Sen. Tom Carper has defeated Kerri Evelyn Harris in the Democratic Primary

Tom Carper
Sen. Tom Carper has won in an unexpectedly contested primary race that gained national attention in recent weeks.

Editor in Chief

Sen. Tom Carper has defeated opponent Kerri Evelyn Harris in the Delaware Democratic primary election, clearing perhaps his largest hurdle as he aims for a fourth term in the Senate.

Carper gathered over 53,000 votes, with Harris falling just short of the 30,000 mark.

Rob Arlett defeated Eugene Truono in the Republican primary. Arlett is a Sussex County councilman who, although failing to appear publicly in recent weeks to defend himself against Truono, walked away with over 66 percent of the vote.

Despite an enormous funding advantage and high approval ratings, Carper, at age 71 and in his 42nd year of public service, faced an unforeseen threat late in his primary campaign, as political newcomer and grassroots organizer Harris followed a surge of momentum into voting day.

The race gained national attention in recent weeks, particularly after Harris received an endorsement from Alexandria Ocasio-Cortez, who upset Rep. Joseph Crowley in a New York primary in June. Ocasio-Cortez and Harris appeared in Trabant for a town hall last Friday, also appearing in Wilmington later in the day.

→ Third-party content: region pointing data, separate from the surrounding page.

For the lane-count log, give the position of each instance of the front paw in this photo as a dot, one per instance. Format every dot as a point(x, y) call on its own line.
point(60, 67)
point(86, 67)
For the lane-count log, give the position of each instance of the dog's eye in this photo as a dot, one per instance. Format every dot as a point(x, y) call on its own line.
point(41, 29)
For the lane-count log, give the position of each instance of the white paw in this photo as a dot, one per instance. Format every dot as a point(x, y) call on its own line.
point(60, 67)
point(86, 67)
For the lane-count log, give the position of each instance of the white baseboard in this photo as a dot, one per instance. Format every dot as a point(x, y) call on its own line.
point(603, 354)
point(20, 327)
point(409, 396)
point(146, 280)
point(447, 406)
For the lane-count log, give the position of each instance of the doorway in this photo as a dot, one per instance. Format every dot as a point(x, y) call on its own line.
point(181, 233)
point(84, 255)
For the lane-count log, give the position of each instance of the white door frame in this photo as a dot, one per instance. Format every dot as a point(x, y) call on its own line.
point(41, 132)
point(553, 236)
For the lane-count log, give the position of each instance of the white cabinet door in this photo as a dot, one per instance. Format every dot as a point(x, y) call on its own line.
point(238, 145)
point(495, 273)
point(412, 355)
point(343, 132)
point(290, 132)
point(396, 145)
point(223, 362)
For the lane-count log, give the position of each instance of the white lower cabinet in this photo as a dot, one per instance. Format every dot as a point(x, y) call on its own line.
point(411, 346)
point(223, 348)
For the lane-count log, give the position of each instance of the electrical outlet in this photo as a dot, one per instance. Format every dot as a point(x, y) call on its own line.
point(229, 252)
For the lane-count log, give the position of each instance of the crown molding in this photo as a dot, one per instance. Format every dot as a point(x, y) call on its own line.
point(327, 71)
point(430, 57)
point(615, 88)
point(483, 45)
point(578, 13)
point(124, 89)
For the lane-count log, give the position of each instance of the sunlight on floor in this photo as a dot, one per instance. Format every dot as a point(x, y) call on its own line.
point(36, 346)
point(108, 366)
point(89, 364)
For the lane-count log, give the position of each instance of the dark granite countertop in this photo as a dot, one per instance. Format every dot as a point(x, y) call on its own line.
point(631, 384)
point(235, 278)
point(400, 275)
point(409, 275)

The Harris campaign worked to emulate Ocasio-Cortez’s approach, painting Carper as an out-of-touch establishment politician who no longer represented his constituents.

But the message did not resonate with the majority of Delaware voters. Harris, whose campaign drew upon national progressive hallmarks such as a $15 minimum wage, Medicare for all and calls to abolish Immigration and Customs Enforcement (ICE), proved incapable of disrupting “The Delaware Way” in a state traditionally marked by corporate leniency, a commitment to bipartisanship and moderate politics.

Deflecting attacks from Harris supporters and left-leaning publications, such as The Intercept, Carper relied on his tried-and-true strategies, often pointing to the mileage on his minivan — exceeding 400,000 miles — and relied heavily on his voting record in the Senate, where he has worked to pass environmental policy and defend the Affordable Care Act.

But, especially in recent weeks, Carper took the threat seriously, receiving an endorsement from Joe Biden and ramping up campaign efforts.

Evidently, it worked, and now Carper will face off against Arlett in the November general elections.